Story or moment of inspiration to start Curio?
I submitted a proposal to the Redesign Challenge through the Gates Foundation, which asked educators to offer solutions to problems in education. I was invited to attend Innovator’s Weekend (similar to Startup Weekend, but for teachers), where I created a Curio prototype through the design thinking process.

When I first received an email requesting submissions to the Gates Foundation’s Redesign Challenge, I deleted it. As a self-described Luddite, I didn’t think I had anything to offer to a technology-based competition. But later that night, I came up with the idea for Curio and decided to submit my plan to the challenge. Over the next year, the idea stayed in the back of her head as she served as the 2016 Kentucky Teacher of the Year, worked as the Teacher in Residence for the Kentucky education department, and studied Finland’s school system through an Education First scholarship. While in Finland, Lamb-Sinclair met with the development team behind Angry Birds and shared her goal of making Curio a reality. I remember kind of picking their brains about it, and they were like, “you need a team, you need a co-founder, go back and just do it,” In 2018, I left my full-time teaching position to work full-time and finish developing Curio with my co-founder, Tarik Nally, a digital designer from Louisville.

What’s a memorable moment in your entrepreneurial journey?
The past few months have been the best of all. We won the Navitas Ventures Prize at the Milken Penn Education Business Plan Competition in May, then was accepted into the LearnLaunch Boost 2018 class, and just recently won the grand prize in the Uber Pitch competition at the Girlboss Rally in NYC. It feels like we’re finally gaining momentum and the validation from outside of our team and network feels empowering. It’s good fuel!

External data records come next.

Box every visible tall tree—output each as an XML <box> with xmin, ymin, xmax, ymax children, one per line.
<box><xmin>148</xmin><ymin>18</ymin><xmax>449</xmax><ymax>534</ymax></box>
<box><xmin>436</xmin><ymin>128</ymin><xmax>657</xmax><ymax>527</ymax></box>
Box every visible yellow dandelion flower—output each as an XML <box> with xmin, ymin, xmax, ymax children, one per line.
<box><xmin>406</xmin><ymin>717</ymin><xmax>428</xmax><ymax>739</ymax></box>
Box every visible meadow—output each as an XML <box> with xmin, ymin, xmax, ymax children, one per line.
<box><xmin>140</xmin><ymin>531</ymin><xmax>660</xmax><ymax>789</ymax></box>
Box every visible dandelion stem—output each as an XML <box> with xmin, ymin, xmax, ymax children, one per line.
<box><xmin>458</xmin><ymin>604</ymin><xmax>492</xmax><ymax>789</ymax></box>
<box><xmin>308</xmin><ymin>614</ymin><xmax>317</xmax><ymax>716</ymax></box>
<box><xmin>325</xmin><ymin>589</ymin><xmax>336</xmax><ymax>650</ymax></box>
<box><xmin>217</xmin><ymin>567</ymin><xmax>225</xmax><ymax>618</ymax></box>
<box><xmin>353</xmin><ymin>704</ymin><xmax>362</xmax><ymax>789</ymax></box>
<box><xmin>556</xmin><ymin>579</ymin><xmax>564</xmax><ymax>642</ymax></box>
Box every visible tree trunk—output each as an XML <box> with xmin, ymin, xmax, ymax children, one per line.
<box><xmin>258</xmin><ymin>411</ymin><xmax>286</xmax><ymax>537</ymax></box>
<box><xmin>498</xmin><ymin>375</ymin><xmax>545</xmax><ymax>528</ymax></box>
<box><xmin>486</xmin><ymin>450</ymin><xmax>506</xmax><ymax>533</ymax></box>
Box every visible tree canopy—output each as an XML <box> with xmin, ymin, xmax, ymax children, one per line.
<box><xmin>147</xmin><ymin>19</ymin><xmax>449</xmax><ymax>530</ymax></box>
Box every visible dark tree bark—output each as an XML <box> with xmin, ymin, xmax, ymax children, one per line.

What is the biggest challenge you anticipate facing over the next 6-12 months?
Our biggest risk is coming across as inauthentic to educators and appearing as a profit driven company, instead of an impact driven company in the eyes of teachers–our users and initial customers. Teachers are wary of for profit companies and organizations that don’t understand the service they provide to communities and students. We’ve attacked this concern from the beginning by providing a blog to elevate teacher voices, by engaging teachers in education chats (edchats) on Twitter, by promoting the work of educators through our Rebel Teacher of the Week campaign, without asking for anything in return, and by seeking to support teachers, rather than exploit them. Being an educator, woman, and multi-culturally founded team helps us break barriers and grow a business that can make a lasting impact, and our thoughtful integration of educators as team members who drive social media and marketing provides in house brand ambassadors to build trust with our users. For orgs, a current barrier is a lack of proven traction within an organization, but through relationship building and my network and sphere of influence, several schools and districts are willing to pay for pilots to provide the proven track record that will bring other orgs along. Our goals over the next year are to increase our user base, increase user engagement and retention, and convert to paying customers.

Why did you choose LearnLaunch?
We chose LearnLaunch because of its reputation and network. As a recent classroom educator, I myself have used some of the products that have come from LearnLaunch companies, and there is a notable difference. Now that I’m in the program, I understand why: Because LearnLaunch makes it about people first. It’s something I can feel as a program participant and I know as an educator on the ground too. We are honored and humbled to be part of LearnLaunch.